Canada's High Arctic to see renewed E&D

Oct. 4, 1999
Four Calgary-based companies will spend $182.5 million (Can.) on exploration and development of new leases in the Mackenzie Delta region of Canada's High Arctic.

Four Calgary-based companies will spend $182.5 million (Can.) on exploration and development of new leases in the Mackenzie Delta region of Canada's High Arctic.

Petro-Canada and Anderson Exploration Ltd. will spend $105.2 million to explore two properties in the Mackenzie Delta area over the next 5 years, with Petro-Canada holding a 60% interest and Anderson 40%. The companies have leases covering 897,000 acres.

Petro-Canada said it will gather and analyze seismic data before beginning a drilling program in 2001 or 2002.

Poco Petroleums Ltd. and Burlington Resources Ltd. will spend $78 million over 5 years exploring and developing two parcels. Burlington agreed in August to buy Poco for $2.5 billion (US). The Poco-Burlington lands cover 360,000 acres and adjoin two onshore discoveries, Niglintgak and Taglu gas fields. The two fields have estimated reserves of 2.5 tcf of gas and 60 million bbl of crude oil and NGL. Seismic surveys are planned on the two parcels this winter.

Arctic potential - Canada's National Energy Board estimates that 9 tcf of gas has been discovered in the region, with an upside potential for 64 tcf.
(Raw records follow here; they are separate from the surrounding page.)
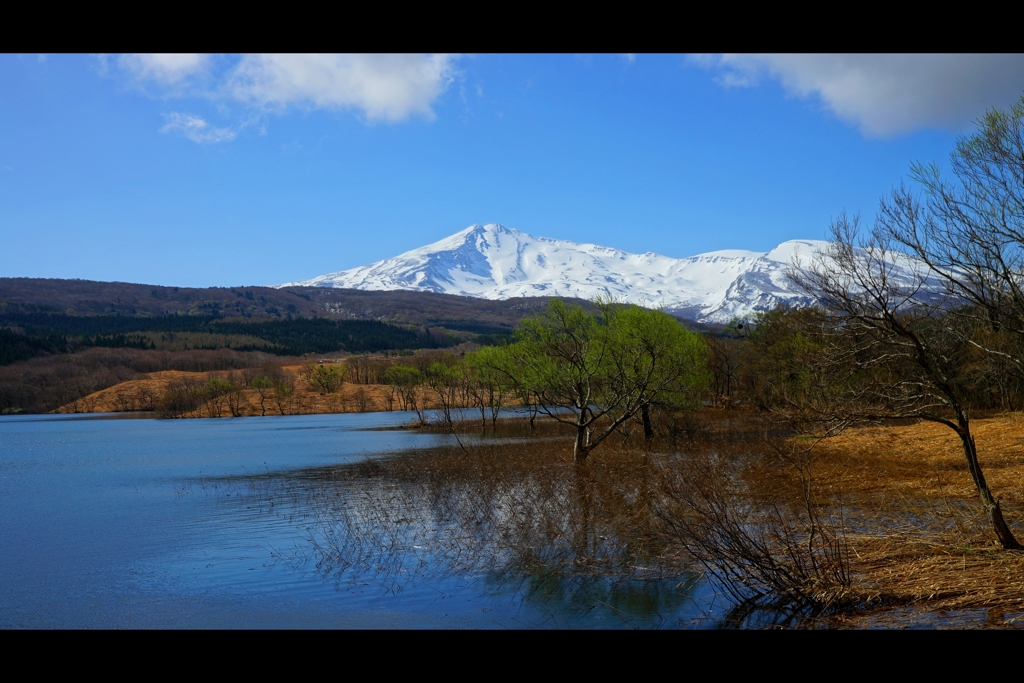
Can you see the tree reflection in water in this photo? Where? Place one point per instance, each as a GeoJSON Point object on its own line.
{"type": "Point", "coordinates": [511, 519]}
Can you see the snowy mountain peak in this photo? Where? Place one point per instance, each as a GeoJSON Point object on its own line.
{"type": "Point", "coordinates": [497, 262]}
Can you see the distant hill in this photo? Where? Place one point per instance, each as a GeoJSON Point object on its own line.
{"type": "Point", "coordinates": [83, 297]}
{"type": "Point", "coordinates": [499, 263]}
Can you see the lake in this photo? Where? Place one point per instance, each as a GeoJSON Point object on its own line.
{"type": "Point", "coordinates": [278, 522]}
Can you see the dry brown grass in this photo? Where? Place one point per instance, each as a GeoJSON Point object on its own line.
{"type": "Point", "coordinates": [916, 531]}
{"type": "Point", "coordinates": [142, 394]}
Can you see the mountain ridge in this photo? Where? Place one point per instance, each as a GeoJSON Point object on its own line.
{"type": "Point", "coordinates": [497, 262]}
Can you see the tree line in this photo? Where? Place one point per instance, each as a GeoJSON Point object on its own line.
{"type": "Point", "coordinates": [25, 335]}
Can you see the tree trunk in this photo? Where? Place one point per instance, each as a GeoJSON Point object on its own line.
{"type": "Point", "coordinates": [992, 511]}
{"type": "Point", "coordinates": [648, 430]}
{"type": "Point", "coordinates": [582, 446]}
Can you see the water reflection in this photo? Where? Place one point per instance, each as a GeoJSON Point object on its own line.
{"type": "Point", "coordinates": [322, 521]}
{"type": "Point", "coordinates": [561, 546]}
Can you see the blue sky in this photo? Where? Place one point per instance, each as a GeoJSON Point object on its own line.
{"type": "Point", "coordinates": [247, 170]}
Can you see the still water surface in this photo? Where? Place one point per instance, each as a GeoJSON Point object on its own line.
{"type": "Point", "coordinates": [150, 523]}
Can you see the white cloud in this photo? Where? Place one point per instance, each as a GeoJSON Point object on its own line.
{"type": "Point", "coordinates": [165, 69]}
{"type": "Point", "coordinates": [383, 87]}
{"type": "Point", "coordinates": [197, 129]}
{"type": "Point", "coordinates": [885, 94]}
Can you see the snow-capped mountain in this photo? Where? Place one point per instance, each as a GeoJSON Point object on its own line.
{"type": "Point", "coordinates": [498, 262]}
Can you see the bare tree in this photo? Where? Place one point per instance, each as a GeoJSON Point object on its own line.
{"type": "Point", "coordinates": [890, 345]}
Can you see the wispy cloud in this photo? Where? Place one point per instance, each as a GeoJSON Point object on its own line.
{"type": "Point", "coordinates": [164, 69]}
{"type": "Point", "coordinates": [379, 87]}
{"type": "Point", "coordinates": [197, 129]}
{"type": "Point", "coordinates": [382, 87]}
{"type": "Point", "coordinates": [884, 94]}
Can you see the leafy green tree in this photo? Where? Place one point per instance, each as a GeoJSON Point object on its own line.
{"type": "Point", "coordinates": [596, 372]}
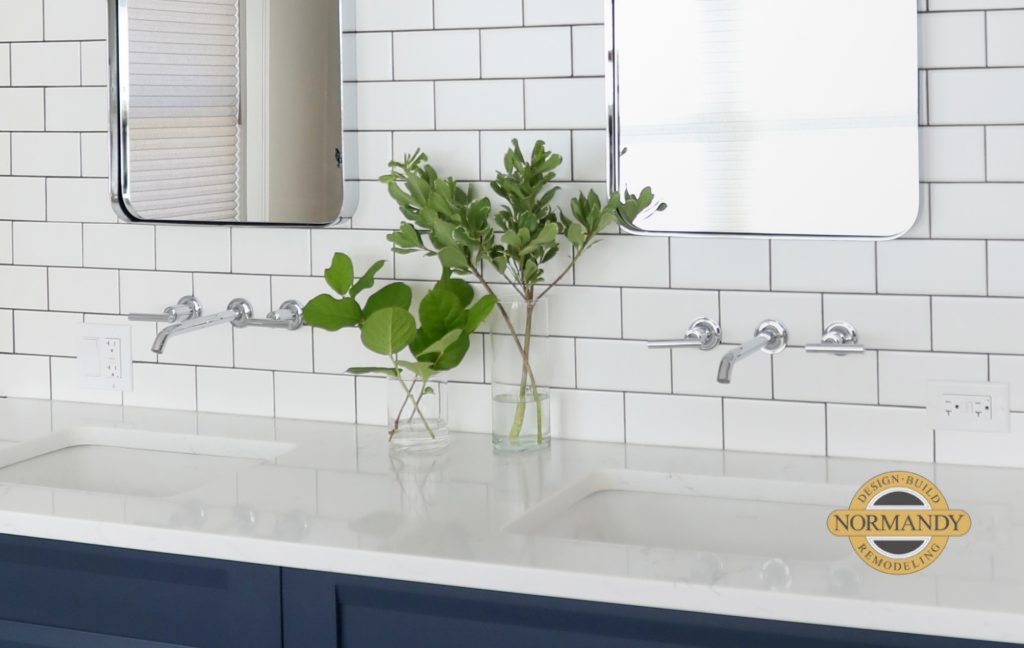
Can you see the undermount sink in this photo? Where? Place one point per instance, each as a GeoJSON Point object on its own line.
{"type": "Point", "coordinates": [130, 462]}
{"type": "Point", "coordinates": [692, 513]}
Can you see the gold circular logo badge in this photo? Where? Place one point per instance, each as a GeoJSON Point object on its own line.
{"type": "Point", "coordinates": [899, 522]}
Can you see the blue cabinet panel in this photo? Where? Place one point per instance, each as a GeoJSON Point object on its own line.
{"type": "Point", "coordinates": [336, 611]}
{"type": "Point", "coordinates": [172, 600]}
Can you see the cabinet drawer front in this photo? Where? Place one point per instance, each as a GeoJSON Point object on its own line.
{"type": "Point", "coordinates": [337, 611]}
{"type": "Point", "coordinates": [13, 635]}
{"type": "Point", "coordinates": [139, 595]}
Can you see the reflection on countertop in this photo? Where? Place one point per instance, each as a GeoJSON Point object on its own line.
{"type": "Point", "coordinates": [337, 501]}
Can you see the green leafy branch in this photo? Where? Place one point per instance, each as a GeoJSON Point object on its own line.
{"type": "Point", "coordinates": [525, 233]}
{"type": "Point", "coordinates": [448, 317]}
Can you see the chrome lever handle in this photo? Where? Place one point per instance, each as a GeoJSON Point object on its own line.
{"type": "Point", "coordinates": [704, 334]}
{"type": "Point", "coordinates": [289, 316]}
{"type": "Point", "coordinates": [835, 349]}
{"type": "Point", "coordinates": [186, 308]}
{"type": "Point", "coordinates": [840, 339]}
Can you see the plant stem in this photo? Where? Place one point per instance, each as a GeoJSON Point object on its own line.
{"type": "Point", "coordinates": [419, 399]}
{"type": "Point", "coordinates": [416, 403]}
{"type": "Point", "coordinates": [523, 347]}
{"type": "Point", "coordinates": [401, 409]}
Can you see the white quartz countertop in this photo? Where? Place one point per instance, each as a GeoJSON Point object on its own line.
{"type": "Point", "coordinates": [336, 501]}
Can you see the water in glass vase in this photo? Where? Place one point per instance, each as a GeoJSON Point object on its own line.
{"type": "Point", "coordinates": [520, 425]}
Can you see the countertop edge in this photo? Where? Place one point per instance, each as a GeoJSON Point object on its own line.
{"type": "Point", "coordinates": [886, 616]}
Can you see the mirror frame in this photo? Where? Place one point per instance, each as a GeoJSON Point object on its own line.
{"type": "Point", "coordinates": [119, 95]}
{"type": "Point", "coordinates": [613, 145]}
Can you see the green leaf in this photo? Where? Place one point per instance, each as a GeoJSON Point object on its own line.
{"type": "Point", "coordinates": [364, 371]}
{"type": "Point", "coordinates": [479, 312]}
{"type": "Point", "coordinates": [460, 288]}
{"type": "Point", "coordinates": [391, 296]}
{"type": "Point", "coordinates": [367, 281]}
{"type": "Point", "coordinates": [454, 258]}
{"type": "Point", "coordinates": [453, 356]}
{"type": "Point", "coordinates": [388, 331]}
{"type": "Point", "coordinates": [440, 311]}
{"type": "Point", "coordinates": [339, 275]}
{"type": "Point", "coordinates": [422, 370]}
{"type": "Point", "coordinates": [331, 313]}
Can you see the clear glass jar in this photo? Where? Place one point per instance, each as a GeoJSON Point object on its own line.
{"type": "Point", "coordinates": [417, 414]}
{"type": "Point", "coordinates": [519, 385]}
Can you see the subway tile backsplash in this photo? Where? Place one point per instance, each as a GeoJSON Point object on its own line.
{"type": "Point", "coordinates": [461, 78]}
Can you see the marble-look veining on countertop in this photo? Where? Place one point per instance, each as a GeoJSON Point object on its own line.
{"type": "Point", "coordinates": [339, 502]}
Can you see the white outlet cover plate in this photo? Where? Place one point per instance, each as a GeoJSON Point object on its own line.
{"type": "Point", "coordinates": [998, 392]}
{"type": "Point", "coordinates": [91, 357]}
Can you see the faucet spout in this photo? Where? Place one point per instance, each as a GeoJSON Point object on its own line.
{"type": "Point", "coordinates": [771, 337]}
{"type": "Point", "coordinates": [238, 311]}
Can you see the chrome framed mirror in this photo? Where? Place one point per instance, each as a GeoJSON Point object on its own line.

It is the first time in 8 years that Ottawa's Northern Oil and Gas Directorate has had competitive bids for parcels in the high-cost exploration region.

There have been significant natural gas discoveries recently in the Fort Liard region of the southern Northwest Territories, north of the Alberta border.

A recent study by consulting firm Purvin & Gertz said natural gas could flow from Canada's arctic regions anytime between 2007 and 2020, depending on various economic factors. It said a sustained price of $2.50 (US)/Mcf would support the operating, gathering, processing, and transportation of gas from the region into the North American gas grid.